When Canada’s federal government launched its consultation on the proposed Modern Slavery Act in January 2020, few expected the volume—or the complexity—of feedback that would pour in from corporate actors, industry groups, and civil society. The submissions portal, opened with the goal of soliciting practical views on due-diligence thresholds and reporting requirements, quickly became a repository of sometimes cautious, sometimes bold positions that reflected both genuine concern and, at times, strategic hedging by businesses seeking to shape future legislation.

 

Among the early themes that emerged, one stood out with striking consistency: the call for clarity. Retailers and mining firms in particular stressed the need for precise definitions—of what constitutes forced labor, of how far down the supply chain reporting obligations should extend, and of what size or type of entity ought to be covered by mandatory disclosures. Several large companies, while nominally supportive of the Act’s aims, hinted at their worries that poorly drafted thresholds could result in an unmanageable compliance burden, particularly for firms with complex global supply networks. This tension between aspirational goals and operational realities surfaced repeatedly, often framed in careful, diplomatic language but unmistakable in its intent.

 

For economists and policymakers watching this process unfold, the consultation period offered a valuable, if incomplete, window into the dynamics of corporate self-interest and public accountability. The submissions—at least those that were made public—suggested a range of approaches to balancing ethical commitments with economic constraints. Some companies advocated tiered due-diligence thresholds, linked perhaps to annual revenues or employee counts, as a way to avoid over-regulating small or medium-sized enterprises. Others floated the idea of sector-specific guidelines, arguing that risk profiles and monitoring capacities differ too greatly between, say, a clothing retailer and a mining conglomerate to be governed by the same blanket rules.

 

One of the more interesting, if understated, strands of feedback came from industry lobbies urging the government to facilitate the creation of open feedback summaries.
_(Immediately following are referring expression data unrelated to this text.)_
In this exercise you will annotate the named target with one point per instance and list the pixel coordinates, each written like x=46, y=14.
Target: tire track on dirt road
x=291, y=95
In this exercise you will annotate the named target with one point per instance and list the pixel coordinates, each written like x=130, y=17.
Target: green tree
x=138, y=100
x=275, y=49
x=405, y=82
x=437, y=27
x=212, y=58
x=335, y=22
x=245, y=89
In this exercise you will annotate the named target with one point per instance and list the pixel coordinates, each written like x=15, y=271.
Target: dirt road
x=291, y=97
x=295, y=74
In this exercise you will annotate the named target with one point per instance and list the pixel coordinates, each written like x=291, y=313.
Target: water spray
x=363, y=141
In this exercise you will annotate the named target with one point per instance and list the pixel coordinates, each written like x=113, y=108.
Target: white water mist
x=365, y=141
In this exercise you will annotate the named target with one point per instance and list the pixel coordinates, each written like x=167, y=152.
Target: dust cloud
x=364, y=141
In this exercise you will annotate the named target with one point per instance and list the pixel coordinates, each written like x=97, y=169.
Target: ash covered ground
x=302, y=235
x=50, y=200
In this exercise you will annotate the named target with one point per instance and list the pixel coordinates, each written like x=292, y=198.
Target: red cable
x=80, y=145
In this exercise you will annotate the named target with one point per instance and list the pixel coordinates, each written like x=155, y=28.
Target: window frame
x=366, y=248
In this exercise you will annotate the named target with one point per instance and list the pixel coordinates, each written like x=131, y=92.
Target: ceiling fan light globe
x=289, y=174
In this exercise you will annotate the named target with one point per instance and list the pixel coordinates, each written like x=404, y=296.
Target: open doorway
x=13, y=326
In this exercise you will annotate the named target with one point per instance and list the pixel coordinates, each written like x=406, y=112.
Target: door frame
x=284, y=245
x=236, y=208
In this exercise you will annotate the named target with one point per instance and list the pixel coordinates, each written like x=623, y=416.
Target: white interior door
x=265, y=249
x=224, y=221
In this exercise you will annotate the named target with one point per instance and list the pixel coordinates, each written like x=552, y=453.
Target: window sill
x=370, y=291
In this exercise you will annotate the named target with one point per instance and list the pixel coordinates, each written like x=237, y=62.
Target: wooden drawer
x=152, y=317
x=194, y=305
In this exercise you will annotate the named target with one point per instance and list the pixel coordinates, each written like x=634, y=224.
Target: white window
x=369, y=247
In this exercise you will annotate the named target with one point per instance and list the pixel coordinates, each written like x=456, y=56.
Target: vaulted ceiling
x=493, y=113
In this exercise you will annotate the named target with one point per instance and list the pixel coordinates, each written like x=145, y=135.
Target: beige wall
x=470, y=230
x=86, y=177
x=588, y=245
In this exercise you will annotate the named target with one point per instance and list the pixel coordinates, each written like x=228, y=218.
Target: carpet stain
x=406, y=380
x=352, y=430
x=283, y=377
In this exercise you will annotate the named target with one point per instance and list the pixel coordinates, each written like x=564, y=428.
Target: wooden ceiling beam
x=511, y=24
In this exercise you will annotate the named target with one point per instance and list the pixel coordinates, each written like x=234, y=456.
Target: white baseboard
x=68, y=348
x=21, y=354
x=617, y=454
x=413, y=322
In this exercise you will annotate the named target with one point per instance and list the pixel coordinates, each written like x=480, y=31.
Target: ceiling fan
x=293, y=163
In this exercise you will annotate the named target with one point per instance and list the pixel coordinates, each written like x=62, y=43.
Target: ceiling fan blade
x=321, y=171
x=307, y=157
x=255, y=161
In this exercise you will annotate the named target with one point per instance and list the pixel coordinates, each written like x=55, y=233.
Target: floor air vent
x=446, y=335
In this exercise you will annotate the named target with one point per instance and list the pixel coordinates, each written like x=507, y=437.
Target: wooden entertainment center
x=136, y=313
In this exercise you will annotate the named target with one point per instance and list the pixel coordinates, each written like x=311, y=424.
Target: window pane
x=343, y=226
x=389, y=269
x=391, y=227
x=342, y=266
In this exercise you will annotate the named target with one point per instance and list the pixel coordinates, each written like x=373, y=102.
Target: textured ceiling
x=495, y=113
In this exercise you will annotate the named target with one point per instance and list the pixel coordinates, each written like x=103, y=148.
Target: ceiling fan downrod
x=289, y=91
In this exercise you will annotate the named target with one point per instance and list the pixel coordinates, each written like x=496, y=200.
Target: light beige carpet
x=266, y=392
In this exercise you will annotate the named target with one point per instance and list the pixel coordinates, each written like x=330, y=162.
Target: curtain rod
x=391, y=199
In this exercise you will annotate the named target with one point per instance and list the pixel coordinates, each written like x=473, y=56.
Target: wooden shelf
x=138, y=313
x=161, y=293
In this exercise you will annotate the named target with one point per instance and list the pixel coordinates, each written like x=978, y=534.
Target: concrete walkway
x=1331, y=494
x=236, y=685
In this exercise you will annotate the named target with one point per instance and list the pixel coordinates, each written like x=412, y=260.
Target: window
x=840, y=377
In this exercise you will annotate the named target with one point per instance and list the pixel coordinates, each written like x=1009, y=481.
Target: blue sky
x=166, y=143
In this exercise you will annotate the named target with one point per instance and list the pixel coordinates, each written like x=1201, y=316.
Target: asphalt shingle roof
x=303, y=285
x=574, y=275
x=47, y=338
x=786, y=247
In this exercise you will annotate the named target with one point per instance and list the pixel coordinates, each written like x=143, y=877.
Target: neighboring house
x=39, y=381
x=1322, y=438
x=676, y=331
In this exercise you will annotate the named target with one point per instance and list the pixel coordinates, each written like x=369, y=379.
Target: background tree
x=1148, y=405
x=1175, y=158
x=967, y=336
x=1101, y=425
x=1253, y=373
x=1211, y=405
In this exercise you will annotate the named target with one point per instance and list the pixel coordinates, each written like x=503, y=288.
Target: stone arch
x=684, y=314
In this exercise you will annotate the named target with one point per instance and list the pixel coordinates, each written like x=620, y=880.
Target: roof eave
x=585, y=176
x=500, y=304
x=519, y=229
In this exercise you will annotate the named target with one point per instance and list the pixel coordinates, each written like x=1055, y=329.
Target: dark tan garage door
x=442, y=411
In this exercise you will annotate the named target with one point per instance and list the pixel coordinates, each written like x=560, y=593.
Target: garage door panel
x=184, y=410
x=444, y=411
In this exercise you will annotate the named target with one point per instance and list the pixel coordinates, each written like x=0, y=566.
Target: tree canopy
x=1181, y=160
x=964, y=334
The logic here was subtle but not without self-interest. By collating corporate positions into a digestible, transparent form, these groups hoped not only to influence policymakers but also to preempt criticism that businesses were acting in bad faith or seeking to dilute the law’s intent. Such summaries, if executed well, could help frame the debate, highlighting areas of consensus while downplaying points of contention that might otherwise dominate media narratives or advocacy campaigns.

 

Constructing these summaries, however, proved no simple task. For retail and mining lobbies, the first step typically involved a meticulous review of public submissions—not merely scanning for headline positions but also parsing the underlying reasoning and, where possible, reconciling apparent contradictions. This exercise required more than clerical diligence; it demanded a nuanced understanding of legislative language, sectoral priorities, and the shifting politics of human rights compliance. Drafting a truly representative summary meant resisting the temptation to oversimplify or cherry-pick points that aligned most neatly with a given lobby’s position.

 

For firms or associations looking to influence the legislative process through transparency, assembling a “pre-legislative draft” report became a core activity. While no single format dominated, effective reports generally shared certain characteristics. They tended to open with a statement of purpose, setting out the rationale for compiling stakeholder input and acknowledging the limitations of the exercise. Next came the substantive analysis—often organized by theme rather than by contributor name—to reduce the risk of individual companies being singled out for criticism. Categories might include due-diligence thresholds, supply chain scope, reporting frequency, enforcement mechanisms, and proposed penalties. Where possible, points of agreement were highlighted, not just as a show of unity but as a way to give policymakers a foundation for consensus building.

 

Technically, assembling these reports often involved integrating submissions data with open government or industry-held records. Some organizations leveraged basic data tools—spreadsheets, database queries—to group similar feedback and flag outliers. Others went further, experimenting with lightweight text analysis software to identify recurrent phrases or concerns. However, the interpretive work of synthesizing these inputs remained deeply human. No algorithm could capture the subtlety of a firm’s tone or the strategic nuance behind a carefully worded position.

 

Retail and mining groups that took the initiative in publishing such reports often did so on their websites or through dedicated consultation portals, framing the exercise as a gesture of good faith. The underlying hope, of course, was that transparency would buy them a seat at the table when the final drafting of the Modern Slavery Act took shape. But this openness also carried risks. Once in the public domain, summaries could be scrutinized by activists, journalists, and rival firms, all of whom might see in them evidence of either constructive engagement or subtle obstructionism.

 

In practice, then, the early corporate feedback on Canada’s Modern Slavery Act consultation reflected the messy reality of policymaking in an era of heightened supply chain scrutiny. Firms sought to balance reputational imperatives with commercial priorities, often walking a fine line between constructive input and self-preservation. The creation of open, accessible pre-legislative reports was part of this dance—a tool for shaping debate, but one that required care in both design and execution. For those tracking the evolution of supply chain due diligence in Canada, these documents offered not just a snapshot of corporate thinking, but also a case study in the complex interplay of law, business, and ethics.